Parliamentary electoral committee floats bigger parliament, longer terms and no byelections
- Written by Michelle Grattan, Professorial Fellow, University of Canberra
A government-dominated parliamentary committee has recommended the voting system for federal elections should become optional preferential and pre-polling should be reduced from three to two weeks.
The Joint Standing Committee on Electoral Matters in its report on the 2019 election also urges ID, such as a driver’s licence or Medicare card, be required for voters, with special arrangements for certain disadvantaged people.
In a set of radical proposals the report says a referendum should be considered to break the constitutional nexus between the numbers in the Senate and House of Representatives.
The government should consider asking the committee to inquire into the size of the lower house, given the growing size and demands of electorates, the report says.
It should also consider having the committee examine extending the parliamentary term to a non-fixed four years, with eight years for senators.
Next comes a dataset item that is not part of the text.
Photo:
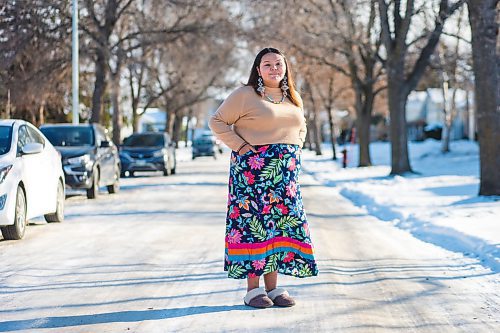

The report suggests looking at the viability of replacing by-elections with alternative methods of selecting the new MP, and declaring a seat “vacant when the sitting MP resigns from or leaves the party under which they were elected”.
In his forward to the report, Queensland Liberal National Party senator James McGrath says replacing compulsory preferential voting with optional preferential would maximise voter choice.
Prepolling time should be reduced to a maximum of two weeks and those “who choose to vote early should be required to explain why they are unable to attend on the day rather than it being a matter of convenience,” he writes.
Labor put in a dissenting report opposing a number of recommendations.
The shadow special minister of state, Don Farrell, accused the government of launching “an outrageous authoritarian-style assault on Australian democracy”.
Through its control of the committee, “the government is proposing drastic measures designed to silence its critics, suppress the vote and stop workers and grass-roots campaigners from participating in our democracy,” Farrell said in a statement.
He said moving to optional preferential voting would undermine the compulsory voting system, while voter ID laws would disenfranchise vulnerable citizens, including homeless people and many indigenous Australians.
Abolishing by-elections and allowing the retiring member’s party to choose their replacement would erode democratic rights, Farrell said.